A arca foi metaforicamente a ferramenta divina para a salvação da humanidade. Os Acordos Abraâmicos assinados nos últimos anos entre Israel e Bahrain, entre Israel e os Emirados Árabes Unidos, entre Israel e o Reino do Marrocos e entre Israel e o Sudão são também uma construção humana com vistas a estabelecer um mundo de entendimento e tolerância, que tem como símbolo a nossa tão familiar pomba com o ramo de oliveira.

Em seu texto, o Tratado afirma: “Nós, abaixo-assinados, reconhecemos a importância de manter e fortalecer a paz no Oriente Médio e em todo o mundo com base na compreensão e coexistência mútuas, bem como no respeito pela dignidade e liberdade humana, incluindo a liberdade religiosa. Encorajamos os esforços para promover o diálogo inter-religioso e intercultural para incentivar uma cultura de paz entre as três religiões abraâmicas e toda a humanidade.

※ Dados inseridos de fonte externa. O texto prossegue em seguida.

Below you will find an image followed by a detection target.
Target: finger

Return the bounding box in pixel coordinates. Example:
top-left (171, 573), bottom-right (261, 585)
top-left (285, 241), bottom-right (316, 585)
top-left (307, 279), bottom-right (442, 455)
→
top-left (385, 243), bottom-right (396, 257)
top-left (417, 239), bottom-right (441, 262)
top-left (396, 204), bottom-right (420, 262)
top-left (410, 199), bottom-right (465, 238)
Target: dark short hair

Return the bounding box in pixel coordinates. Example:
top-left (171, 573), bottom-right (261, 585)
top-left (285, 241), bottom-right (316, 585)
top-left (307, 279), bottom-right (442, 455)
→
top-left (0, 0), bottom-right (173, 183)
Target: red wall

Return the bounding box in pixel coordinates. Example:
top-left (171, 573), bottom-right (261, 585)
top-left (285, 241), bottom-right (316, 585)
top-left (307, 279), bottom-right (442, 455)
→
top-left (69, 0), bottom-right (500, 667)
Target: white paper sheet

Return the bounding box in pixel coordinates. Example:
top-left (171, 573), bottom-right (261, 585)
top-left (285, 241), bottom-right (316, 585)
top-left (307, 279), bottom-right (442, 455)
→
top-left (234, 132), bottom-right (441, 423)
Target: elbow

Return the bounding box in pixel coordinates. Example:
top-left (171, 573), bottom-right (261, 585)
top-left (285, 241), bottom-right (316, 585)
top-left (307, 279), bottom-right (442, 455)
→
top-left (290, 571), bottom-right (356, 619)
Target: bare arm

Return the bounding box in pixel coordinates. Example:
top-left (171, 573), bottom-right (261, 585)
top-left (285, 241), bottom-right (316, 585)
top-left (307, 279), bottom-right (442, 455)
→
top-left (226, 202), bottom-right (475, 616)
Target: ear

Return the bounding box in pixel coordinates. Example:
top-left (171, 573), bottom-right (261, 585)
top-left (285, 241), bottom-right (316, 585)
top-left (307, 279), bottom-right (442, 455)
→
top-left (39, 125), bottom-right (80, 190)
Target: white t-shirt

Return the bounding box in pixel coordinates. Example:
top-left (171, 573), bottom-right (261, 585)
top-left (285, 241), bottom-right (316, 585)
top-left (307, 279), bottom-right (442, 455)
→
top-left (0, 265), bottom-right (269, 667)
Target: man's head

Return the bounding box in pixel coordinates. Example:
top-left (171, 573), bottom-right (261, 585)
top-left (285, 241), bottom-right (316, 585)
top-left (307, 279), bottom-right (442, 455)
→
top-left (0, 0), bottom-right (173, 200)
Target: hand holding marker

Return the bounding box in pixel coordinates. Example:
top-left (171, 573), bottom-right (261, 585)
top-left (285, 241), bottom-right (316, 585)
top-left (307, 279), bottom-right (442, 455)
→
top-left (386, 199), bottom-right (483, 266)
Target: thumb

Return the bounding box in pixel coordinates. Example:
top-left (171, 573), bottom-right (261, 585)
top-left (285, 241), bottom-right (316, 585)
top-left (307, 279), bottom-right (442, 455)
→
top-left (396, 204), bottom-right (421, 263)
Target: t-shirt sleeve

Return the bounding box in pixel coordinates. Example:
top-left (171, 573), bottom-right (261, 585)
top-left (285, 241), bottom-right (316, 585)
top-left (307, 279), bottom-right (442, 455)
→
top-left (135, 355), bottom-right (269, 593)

Nós, abaixo-assinados, acreditamos que a melhor maneira de enfrentar os desafios é por meio da cooperação e do diálogo e que o desenvolvimento de relações amistosas entre os Estados promove os interesses de uma Paz duradoura no Oriente Médio e em todo o mundo.

Nós, abaixo-assinados, buscamos tolerância e respeito por todas as pessoas para fazer deste mundo um lugar onde todos possam desfrutar de uma vida digna e de esperança, independentemente de sua raça, fé ou etnia.”

Para mim, isso é a mais audaciosa expressão de um mundo pós-dilúvio, da mensagem da história de Nôach: homem justo, irrepreensível era Nôach em sua geração, com Deus andava Nôach.